Is the 5 message limit in my Personal Messages box permanent, or is the limit removed/increased at a certain point?


----------



## Admin4Tee's (Sep 3, 2013)

Keep posting, it'll unlock soon for you 

Kyle


----------



## RealManedWolf (Jan 17, 2017)

I understand the limitations now, but the limit is really annoying when you're just starting and trying to hold a conversation with someone else :/


----------



## splathead (Dec 4, 2005)

RealManedWolf said:


> I understand the limitations now, but the limit is really annoying when you're just starting and trying to hold a conversation with someone else :/


Hold the conversation in the open forum.
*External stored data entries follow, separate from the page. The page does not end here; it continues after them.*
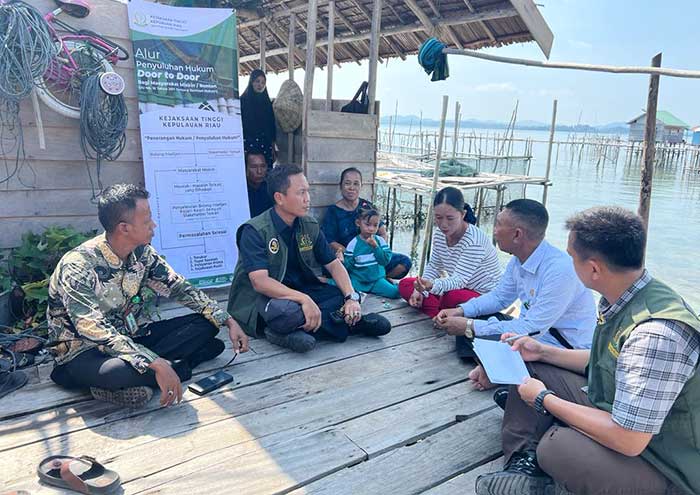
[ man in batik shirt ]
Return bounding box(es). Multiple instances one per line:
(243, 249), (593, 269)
(48, 184), (249, 408)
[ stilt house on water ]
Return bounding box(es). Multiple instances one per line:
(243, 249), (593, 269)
(2, 2), (557, 493)
(1, 0), (554, 250)
(627, 110), (689, 144)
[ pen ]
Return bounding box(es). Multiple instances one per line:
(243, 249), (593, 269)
(503, 331), (541, 344)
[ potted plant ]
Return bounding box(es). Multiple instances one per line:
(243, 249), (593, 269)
(0, 226), (97, 336)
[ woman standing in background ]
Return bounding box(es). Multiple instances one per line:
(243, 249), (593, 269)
(240, 69), (277, 167)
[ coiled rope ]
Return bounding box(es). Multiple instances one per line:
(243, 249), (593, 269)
(0, 1), (55, 186)
(79, 73), (128, 200)
(0, 1), (56, 101)
(418, 37), (449, 82)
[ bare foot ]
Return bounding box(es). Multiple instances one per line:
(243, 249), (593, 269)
(468, 364), (496, 391)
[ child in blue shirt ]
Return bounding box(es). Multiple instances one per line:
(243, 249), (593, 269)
(343, 208), (400, 299)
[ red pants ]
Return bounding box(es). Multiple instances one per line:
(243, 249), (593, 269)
(398, 277), (480, 318)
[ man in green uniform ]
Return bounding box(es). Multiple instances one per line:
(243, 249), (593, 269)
(476, 206), (699, 495)
(228, 164), (391, 353)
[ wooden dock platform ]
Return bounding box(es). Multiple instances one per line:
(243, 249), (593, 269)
(1, 293), (503, 494)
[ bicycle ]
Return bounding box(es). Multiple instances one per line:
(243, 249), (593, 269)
(34, 0), (130, 119)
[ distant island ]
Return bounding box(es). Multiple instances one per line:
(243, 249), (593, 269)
(379, 114), (629, 134)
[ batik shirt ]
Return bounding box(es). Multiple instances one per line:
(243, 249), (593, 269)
(47, 233), (231, 373)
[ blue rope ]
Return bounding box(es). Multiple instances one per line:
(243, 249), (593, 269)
(418, 37), (449, 82)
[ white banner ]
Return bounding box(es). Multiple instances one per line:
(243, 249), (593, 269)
(129, 0), (246, 288)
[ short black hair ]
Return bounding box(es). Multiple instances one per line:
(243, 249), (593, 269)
(357, 206), (380, 222)
(505, 199), (549, 240)
(245, 152), (267, 167)
(267, 163), (304, 197)
(340, 167), (363, 185)
(434, 186), (477, 225)
(565, 206), (646, 271)
(97, 184), (150, 233)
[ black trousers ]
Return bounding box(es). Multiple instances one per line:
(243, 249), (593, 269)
(258, 284), (350, 342)
(50, 314), (224, 390)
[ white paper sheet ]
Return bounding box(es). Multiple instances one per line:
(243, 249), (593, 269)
(473, 338), (531, 385)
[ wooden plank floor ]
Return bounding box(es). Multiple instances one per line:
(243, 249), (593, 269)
(1, 293), (503, 494)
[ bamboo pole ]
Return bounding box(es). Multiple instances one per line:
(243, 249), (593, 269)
(367, 0), (382, 115)
(442, 48), (700, 78)
(451, 101), (461, 160)
(638, 53), (662, 258)
(287, 13), (296, 163)
(259, 22), (266, 71)
(325, 0), (335, 111)
(418, 95), (449, 274)
(288, 13), (295, 79)
(541, 99), (558, 206)
(302, 0), (318, 173)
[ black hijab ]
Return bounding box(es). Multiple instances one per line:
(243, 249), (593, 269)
(240, 69), (276, 143)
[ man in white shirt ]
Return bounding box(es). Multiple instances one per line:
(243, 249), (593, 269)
(435, 199), (596, 389)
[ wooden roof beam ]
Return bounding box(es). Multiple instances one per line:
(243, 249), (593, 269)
(509, 0), (553, 57)
(264, 19), (305, 66)
(403, 0), (436, 36)
(239, 4), (518, 63)
(464, 0), (497, 42)
(403, 0), (462, 48)
(329, 6), (365, 65)
(346, 0), (404, 60)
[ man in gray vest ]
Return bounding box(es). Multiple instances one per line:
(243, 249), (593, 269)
(228, 164), (391, 352)
(475, 207), (699, 495)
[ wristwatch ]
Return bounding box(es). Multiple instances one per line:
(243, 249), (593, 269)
(534, 389), (555, 415)
(464, 318), (475, 339)
(344, 291), (361, 302)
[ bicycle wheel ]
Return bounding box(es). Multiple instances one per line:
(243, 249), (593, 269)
(35, 40), (114, 119)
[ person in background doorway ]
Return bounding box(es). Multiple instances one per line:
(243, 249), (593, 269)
(321, 167), (411, 280)
(245, 152), (273, 217)
(240, 69), (277, 168)
(400, 187), (501, 318)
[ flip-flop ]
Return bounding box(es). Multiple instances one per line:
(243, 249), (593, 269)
(37, 455), (120, 494)
(0, 369), (28, 400)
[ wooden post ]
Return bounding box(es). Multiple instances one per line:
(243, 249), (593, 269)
(259, 22), (266, 72)
(367, 0), (382, 116)
(325, 0), (335, 111)
(389, 187), (398, 249)
(638, 53), (662, 257)
(418, 95), (449, 274)
(451, 101), (461, 159)
(541, 99), (557, 206)
(287, 13), (296, 163)
(287, 13), (295, 79)
(302, 0), (318, 173)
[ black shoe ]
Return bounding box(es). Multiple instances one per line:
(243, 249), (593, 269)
(475, 450), (552, 495)
(264, 328), (316, 353)
(351, 313), (391, 336)
(493, 387), (509, 411)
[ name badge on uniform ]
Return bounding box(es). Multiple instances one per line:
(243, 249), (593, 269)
(298, 233), (313, 252)
(125, 312), (138, 333)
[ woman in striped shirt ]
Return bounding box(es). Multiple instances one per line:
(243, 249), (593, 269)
(398, 187), (502, 317)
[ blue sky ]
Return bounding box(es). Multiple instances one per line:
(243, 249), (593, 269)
(249, 1), (700, 126)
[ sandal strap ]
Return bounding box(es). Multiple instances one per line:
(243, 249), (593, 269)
(56, 459), (90, 494)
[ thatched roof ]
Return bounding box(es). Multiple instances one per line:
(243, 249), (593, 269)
(237, 0), (554, 75)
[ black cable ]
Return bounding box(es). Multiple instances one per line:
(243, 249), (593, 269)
(79, 73), (128, 201)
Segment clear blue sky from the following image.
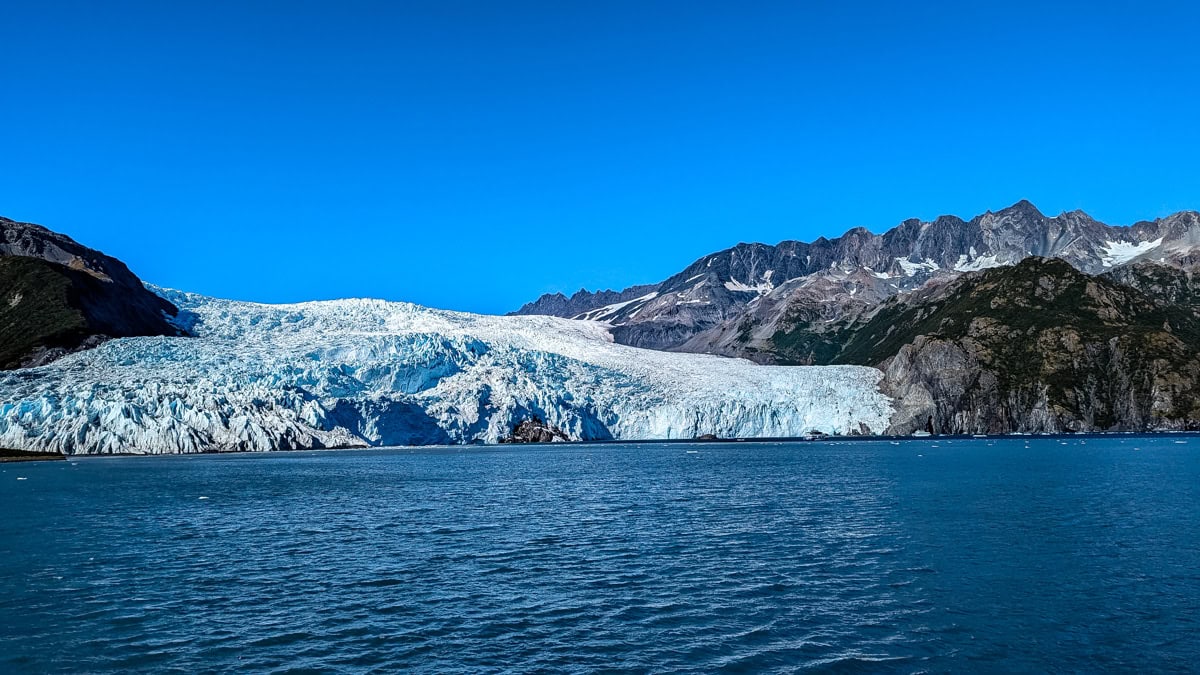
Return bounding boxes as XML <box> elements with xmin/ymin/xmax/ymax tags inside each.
<box><xmin>3</xmin><ymin>1</ymin><xmax>1198</xmax><ymax>313</ymax></box>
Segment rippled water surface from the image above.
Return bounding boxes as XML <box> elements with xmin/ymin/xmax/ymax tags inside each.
<box><xmin>3</xmin><ymin>436</ymin><xmax>1199</xmax><ymax>672</ymax></box>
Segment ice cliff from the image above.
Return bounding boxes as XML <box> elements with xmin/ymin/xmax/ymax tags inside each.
<box><xmin>0</xmin><ymin>291</ymin><xmax>893</xmax><ymax>454</ymax></box>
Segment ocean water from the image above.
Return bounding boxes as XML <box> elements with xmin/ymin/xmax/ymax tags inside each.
<box><xmin>2</xmin><ymin>436</ymin><xmax>1198</xmax><ymax>673</ymax></box>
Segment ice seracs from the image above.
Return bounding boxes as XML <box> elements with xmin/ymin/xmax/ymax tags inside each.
<box><xmin>0</xmin><ymin>291</ymin><xmax>893</xmax><ymax>454</ymax></box>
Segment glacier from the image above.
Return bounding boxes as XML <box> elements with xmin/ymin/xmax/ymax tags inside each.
<box><xmin>0</xmin><ymin>291</ymin><xmax>893</xmax><ymax>454</ymax></box>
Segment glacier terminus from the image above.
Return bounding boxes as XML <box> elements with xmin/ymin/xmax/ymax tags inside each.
<box><xmin>0</xmin><ymin>289</ymin><xmax>893</xmax><ymax>454</ymax></box>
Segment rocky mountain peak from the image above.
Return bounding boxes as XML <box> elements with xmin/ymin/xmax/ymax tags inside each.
<box><xmin>514</xmin><ymin>201</ymin><xmax>1200</xmax><ymax>354</ymax></box>
<box><xmin>996</xmin><ymin>198</ymin><xmax>1045</xmax><ymax>219</ymax></box>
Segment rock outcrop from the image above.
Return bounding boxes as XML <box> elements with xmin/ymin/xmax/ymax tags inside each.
<box><xmin>0</xmin><ymin>217</ymin><xmax>186</xmax><ymax>369</ymax></box>
<box><xmin>501</xmin><ymin>417</ymin><xmax>571</xmax><ymax>443</ymax></box>
<box><xmin>816</xmin><ymin>258</ymin><xmax>1200</xmax><ymax>434</ymax></box>
<box><xmin>1103</xmin><ymin>261</ymin><xmax>1200</xmax><ymax>309</ymax></box>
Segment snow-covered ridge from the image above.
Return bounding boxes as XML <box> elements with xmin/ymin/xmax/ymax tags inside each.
<box><xmin>0</xmin><ymin>291</ymin><xmax>893</xmax><ymax>454</ymax></box>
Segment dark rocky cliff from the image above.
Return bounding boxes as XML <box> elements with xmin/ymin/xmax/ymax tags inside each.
<box><xmin>501</xmin><ymin>417</ymin><xmax>571</xmax><ymax>443</ymax></box>
<box><xmin>784</xmin><ymin>258</ymin><xmax>1200</xmax><ymax>434</ymax></box>
<box><xmin>0</xmin><ymin>217</ymin><xmax>185</xmax><ymax>369</ymax></box>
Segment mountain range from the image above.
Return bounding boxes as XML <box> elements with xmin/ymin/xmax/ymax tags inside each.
<box><xmin>513</xmin><ymin>200</ymin><xmax>1200</xmax><ymax>361</ymax></box>
<box><xmin>2</xmin><ymin>201</ymin><xmax>1199</xmax><ymax>454</ymax></box>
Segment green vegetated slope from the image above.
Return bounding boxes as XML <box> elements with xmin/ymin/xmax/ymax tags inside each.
<box><xmin>0</xmin><ymin>256</ymin><xmax>182</xmax><ymax>369</ymax></box>
<box><xmin>770</xmin><ymin>258</ymin><xmax>1200</xmax><ymax>433</ymax></box>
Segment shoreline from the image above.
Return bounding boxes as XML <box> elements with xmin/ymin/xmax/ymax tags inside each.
<box><xmin>32</xmin><ymin>429</ymin><xmax>1200</xmax><ymax>459</ymax></box>
<box><xmin>565</xmin><ymin>429</ymin><xmax>1200</xmax><ymax>446</ymax></box>
<box><xmin>0</xmin><ymin>448</ymin><xmax>66</xmax><ymax>463</ymax></box>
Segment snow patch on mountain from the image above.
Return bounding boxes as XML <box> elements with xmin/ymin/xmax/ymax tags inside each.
<box><xmin>953</xmin><ymin>253</ymin><xmax>1006</xmax><ymax>272</ymax></box>
<box><xmin>0</xmin><ymin>291</ymin><xmax>892</xmax><ymax>454</ymax></box>
<box><xmin>724</xmin><ymin>274</ymin><xmax>774</xmax><ymax>294</ymax></box>
<box><xmin>1101</xmin><ymin>238</ymin><xmax>1163</xmax><ymax>267</ymax></box>
<box><xmin>896</xmin><ymin>257</ymin><xmax>940</xmax><ymax>276</ymax></box>
<box><xmin>572</xmin><ymin>292</ymin><xmax>658</xmax><ymax>321</ymax></box>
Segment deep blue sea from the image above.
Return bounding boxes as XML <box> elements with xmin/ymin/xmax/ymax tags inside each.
<box><xmin>2</xmin><ymin>435</ymin><xmax>1199</xmax><ymax>673</ymax></box>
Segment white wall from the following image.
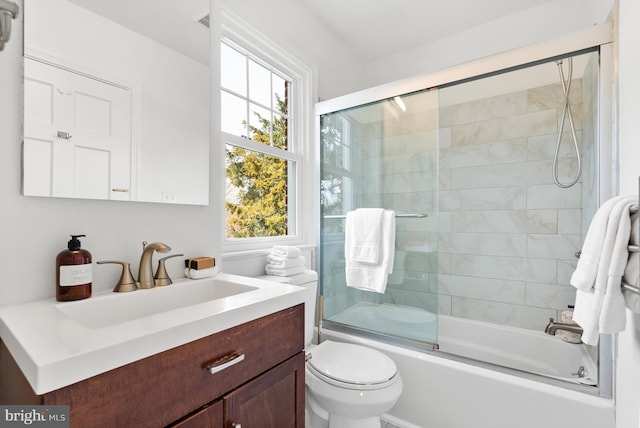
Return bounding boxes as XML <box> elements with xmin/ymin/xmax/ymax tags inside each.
<box><xmin>615</xmin><ymin>0</ymin><xmax>640</xmax><ymax>425</ymax></box>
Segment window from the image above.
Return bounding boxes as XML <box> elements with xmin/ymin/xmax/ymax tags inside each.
<box><xmin>220</xmin><ymin>25</ymin><xmax>311</xmax><ymax>251</ymax></box>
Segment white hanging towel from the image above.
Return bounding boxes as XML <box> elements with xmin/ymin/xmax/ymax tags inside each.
<box><xmin>346</xmin><ymin>208</ymin><xmax>384</xmax><ymax>264</ymax></box>
<box><xmin>345</xmin><ymin>209</ymin><xmax>395</xmax><ymax>293</ymax></box>
<box><xmin>571</xmin><ymin>195</ymin><xmax>637</xmax><ymax>345</ymax></box>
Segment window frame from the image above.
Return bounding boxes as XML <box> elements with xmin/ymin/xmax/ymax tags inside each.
<box><xmin>220</xmin><ymin>10</ymin><xmax>313</xmax><ymax>255</ymax></box>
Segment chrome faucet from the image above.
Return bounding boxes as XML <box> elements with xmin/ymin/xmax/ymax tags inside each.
<box><xmin>544</xmin><ymin>317</ymin><xmax>583</xmax><ymax>336</ymax></box>
<box><xmin>138</xmin><ymin>241</ymin><xmax>171</xmax><ymax>289</ymax></box>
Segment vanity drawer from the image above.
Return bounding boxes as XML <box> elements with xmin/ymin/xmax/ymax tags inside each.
<box><xmin>43</xmin><ymin>304</ymin><xmax>304</xmax><ymax>427</ymax></box>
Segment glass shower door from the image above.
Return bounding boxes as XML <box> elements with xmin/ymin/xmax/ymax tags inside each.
<box><xmin>319</xmin><ymin>89</ymin><xmax>439</xmax><ymax>346</ymax></box>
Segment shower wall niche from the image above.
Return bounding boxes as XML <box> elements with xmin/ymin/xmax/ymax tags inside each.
<box><xmin>320</xmin><ymin>49</ymin><xmax>600</xmax><ymax>338</ymax></box>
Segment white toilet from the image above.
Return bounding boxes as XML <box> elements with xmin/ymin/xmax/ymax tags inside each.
<box><xmin>258</xmin><ymin>270</ymin><xmax>403</xmax><ymax>428</ymax></box>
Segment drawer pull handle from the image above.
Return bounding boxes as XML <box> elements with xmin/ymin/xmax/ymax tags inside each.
<box><xmin>205</xmin><ymin>352</ymin><xmax>245</xmax><ymax>374</ymax></box>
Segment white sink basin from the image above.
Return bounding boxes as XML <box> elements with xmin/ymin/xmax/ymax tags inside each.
<box><xmin>0</xmin><ymin>272</ymin><xmax>307</xmax><ymax>394</ymax></box>
<box><xmin>56</xmin><ymin>278</ymin><xmax>258</xmax><ymax>329</ymax></box>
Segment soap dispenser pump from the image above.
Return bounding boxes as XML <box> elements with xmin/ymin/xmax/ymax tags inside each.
<box><xmin>56</xmin><ymin>234</ymin><xmax>92</xmax><ymax>301</ymax></box>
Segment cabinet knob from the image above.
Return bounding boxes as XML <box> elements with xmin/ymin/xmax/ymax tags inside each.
<box><xmin>232</xmin><ymin>424</ymin><xmax>242</xmax><ymax>428</ymax></box>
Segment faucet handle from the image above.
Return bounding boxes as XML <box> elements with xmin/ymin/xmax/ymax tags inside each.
<box><xmin>154</xmin><ymin>254</ymin><xmax>184</xmax><ymax>286</ymax></box>
<box><xmin>97</xmin><ymin>261</ymin><xmax>138</xmax><ymax>293</ymax></box>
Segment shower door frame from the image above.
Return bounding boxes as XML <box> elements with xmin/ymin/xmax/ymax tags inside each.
<box><xmin>315</xmin><ymin>22</ymin><xmax>615</xmax><ymax>398</ymax></box>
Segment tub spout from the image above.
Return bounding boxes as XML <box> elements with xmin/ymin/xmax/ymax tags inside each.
<box><xmin>544</xmin><ymin>318</ymin><xmax>583</xmax><ymax>336</ymax></box>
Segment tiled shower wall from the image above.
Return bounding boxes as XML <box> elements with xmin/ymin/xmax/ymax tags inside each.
<box><xmin>436</xmin><ymin>83</ymin><xmax>584</xmax><ymax>330</ymax></box>
<box><xmin>321</xmin><ymin>54</ymin><xmax>599</xmax><ymax>332</ymax></box>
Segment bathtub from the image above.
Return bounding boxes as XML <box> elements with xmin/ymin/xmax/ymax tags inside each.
<box><xmin>324</xmin><ymin>303</ymin><xmax>615</xmax><ymax>428</ymax></box>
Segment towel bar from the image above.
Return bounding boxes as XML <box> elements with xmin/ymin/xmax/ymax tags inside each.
<box><xmin>622</xmin><ymin>281</ymin><xmax>640</xmax><ymax>294</ymax></box>
<box><xmin>625</xmin><ymin>182</ymin><xmax>640</xmax><ymax>296</ymax></box>
<box><xmin>323</xmin><ymin>213</ymin><xmax>427</xmax><ymax>219</ymax></box>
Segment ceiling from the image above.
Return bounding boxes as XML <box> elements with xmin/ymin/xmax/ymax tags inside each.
<box><xmin>299</xmin><ymin>0</ymin><xmax>557</xmax><ymax>62</ymax></box>
<box><xmin>67</xmin><ymin>0</ymin><xmax>559</xmax><ymax>65</ymax></box>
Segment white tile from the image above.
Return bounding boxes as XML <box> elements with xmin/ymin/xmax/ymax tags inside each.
<box><xmin>526</xmin><ymin>131</ymin><xmax>584</xmax><ymax>161</ymax></box>
<box><xmin>451</xmin><ymin>254</ymin><xmax>524</xmax><ymax>281</ymax></box>
<box><xmin>526</xmin><ymin>210</ymin><xmax>558</xmax><ymax>234</ymax></box>
<box><xmin>439</xmin><ymin>232</ymin><xmax>526</xmax><ymax>257</ymax></box>
<box><xmin>558</xmin><ymin>209</ymin><xmax>582</xmax><ymax>234</ymax></box>
<box><xmin>452</xmin><ymin>210</ymin><xmax>527</xmax><ymax>233</ymax></box>
<box><xmin>525</xmin><ymin>283</ymin><xmax>577</xmax><ymax>310</ymax></box>
<box><xmin>396</xmin><ymin>231</ymin><xmax>437</xmax><ymax>253</ymax></box>
<box><xmin>526</xmin><ymin>234</ymin><xmax>582</xmax><ymax>260</ymax></box>
<box><xmin>451</xmin><ymin>163</ymin><xmax>527</xmax><ymax>189</ymax></box>
<box><xmin>557</xmin><ymin>259</ymin><xmax>578</xmax><ymax>285</ymax></box>
<box><xmin>524</xmin><ymin>258</ymin><xmax>557</xmax><ymax>283</ymax></box>
<box><xmin>439</xmin><ymin>274</ymin><xmax>525</xmax><ymax>304</ymax></box>
<box><xmin>438</xmin><ymin>126</ymin><xmax>452</xmax><ymax>149</ymax></box>
<box><xmin>440</xmin><ymin>186</ymin><xmax>527</xmax><ymax>211</ymax></box>
<box><xmin>527</xmin><ymin>184</ymin><xmax>582</xmax><ymax>209</ymax></box>
<box><xmin>440</xmin><ymin>138</ymin><xmax>527</xmax><ymax>169</ymax></box>
<box><xmin>451</xmin><ymin>297</ymin><xmax>557</xmax><ymax>330</ymax></box>
<box><xmin>440</xmin><ymin>90</ymin><xmax>527</xmax><ymax>127</ymax></box>
<box><xmin>451</xmin><ymin>109</ymin><xmax>557</xmax><ymax>146</ymax></box>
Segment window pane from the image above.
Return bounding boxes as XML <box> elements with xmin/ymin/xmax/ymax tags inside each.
<box><xmin>249</xmin><ymin>59</ymin><xmax>271</xmax><ymax>107</ymax></box>
<box><xmin>273</xmin><ymin>74</ymin><xmax>288</xmax><ymax>115</ymax></box>
<box><xmin>225</xmin><ymin>144</ymin><xmax>291</xmax><ymax>238</ymax></box>
<box><xmin>249</xmin><ymin>103</ymin><xmax>272</xmax><ymax>144</ymax></box>
<box><xmin>221</xmin><ymin>43</ymin><xmax>246</xmax><ymax>95</ymax></box>
<box><xmin>272</xmin><ymin>112</ymin><xmax>288</xmax><ymax>150</ymax></box>
<box><xmin>222</xmin><ymin>92</ymin><xmax>247</xmax><ymax>137</ymax></box>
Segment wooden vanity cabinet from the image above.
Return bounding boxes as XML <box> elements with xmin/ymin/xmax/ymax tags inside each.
<box><xmin>172</xmin><ymin>353</ymin><xmax>305</xmax><ymax>428</ymax></box>
<box><xmin>2</xmin><ymin>304</ymin><xmax>305</xmax><ymax>428</ymax></box>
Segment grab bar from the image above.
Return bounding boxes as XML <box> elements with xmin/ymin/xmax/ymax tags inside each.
<box><xmin>323</xmin><ymin>213</ymin><xmax>428</xmax><ymax>219</ymax></box>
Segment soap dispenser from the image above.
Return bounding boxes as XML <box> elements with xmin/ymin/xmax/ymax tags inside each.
<box><xmin>56</xmin><ymin>234</ymin><xmax>92</xmax><ymax>301</ymax></box>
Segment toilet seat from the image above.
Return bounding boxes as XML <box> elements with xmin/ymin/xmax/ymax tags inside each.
<box><xmin>307</xmin><ymin>341</ymin><xmax>398</xmax><ymax>390</ymax></box>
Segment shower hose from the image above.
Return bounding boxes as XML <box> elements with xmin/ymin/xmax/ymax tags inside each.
<box><xmin>552</xmin><ymin>57</ymin><xmax>581</xmax><ymax>189</ymax></box>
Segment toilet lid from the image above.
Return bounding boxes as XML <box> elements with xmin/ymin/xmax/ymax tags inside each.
<box><xmin>307</xmin><ymin>341</ymin><xmax>397</xmax><ymax>387</ymax></box>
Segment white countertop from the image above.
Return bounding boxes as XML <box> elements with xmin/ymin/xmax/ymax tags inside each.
<box><xmin>0</xmin><ymin>273</ymin><xmax>307</xmax><ymax>395</ymax></box>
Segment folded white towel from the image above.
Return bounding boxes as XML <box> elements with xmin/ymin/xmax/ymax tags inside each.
<box><xmin>571</xmin><ymin>195</ymin><xmax>637</xmax><ymax>345</ymax></box>
<box><xmin>267</xmin><ymin>255</ymin><xmax>306</xmax><ymax>268</ymax></box>
<box><xmin>184</xmin><ymin>266</ymin><xmax>219</xmax><ymax>280</ymax></box>
<box><xmin>265</xmin><ymin>264</ymin><xmax>306</xmax><ymax>277</ymax></box>
<box><xmin>271</xmin><ymin>245</ymin><xmax>301</xmax><ymax>259</ymax></box>
<box><xmin>345</xmin><ymin>209</ymin><xmax>395</xmax><ymax>294</ymax></box>
<box><xmin>345</xmin><ymin>208</ymin><xmax>384</xmax><ymax>264</ymax></box>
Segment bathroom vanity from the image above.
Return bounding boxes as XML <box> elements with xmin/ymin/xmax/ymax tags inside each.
<box><xmin>0</xmin><ymin>274</ymin><xmax>308</xmax><ymax>427</ymax></box>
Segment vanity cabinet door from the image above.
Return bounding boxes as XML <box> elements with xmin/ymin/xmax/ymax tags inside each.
<box><xmin>170</xmin><ymin>400</ymin><xmax>223</xmax><ymax>428</ymax></box>
<box><xmin>225</xmin><ymin>352</ymin><xmax>305</xmax><ymax>428</ymax></box>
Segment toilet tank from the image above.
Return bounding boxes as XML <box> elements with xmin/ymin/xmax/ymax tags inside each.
<box><xmin>256</xmin><ymin>270</ymin><xmax>318</xmax><ymax>347</ymax></box>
There is no limit on posts.


----------



## RealManedWolf (Jan 17, 2017)

I'm still testing the waters around here.

Is it frowned upon reviving old topics around here? Like this one, for example.

Most of the time, useful information are found in old topics and I decide to send a PM instead of reviving the topic.


----------



## splathead (Dec 4, 2005)

RealManedWolf said:


> I'm still testing the waters around here.
> 
> Is it frowned upon reviving old topics around here? Like this one, for example.
> 
> Most of the time, useful information are found in old topics and I decide to send a PM instead of reviving the topic.


Not frowned upon at all. We encourage it. It's helpful to see the progression of a thread over the years. It's why you hardly ever see a 'closed' thread here.


----------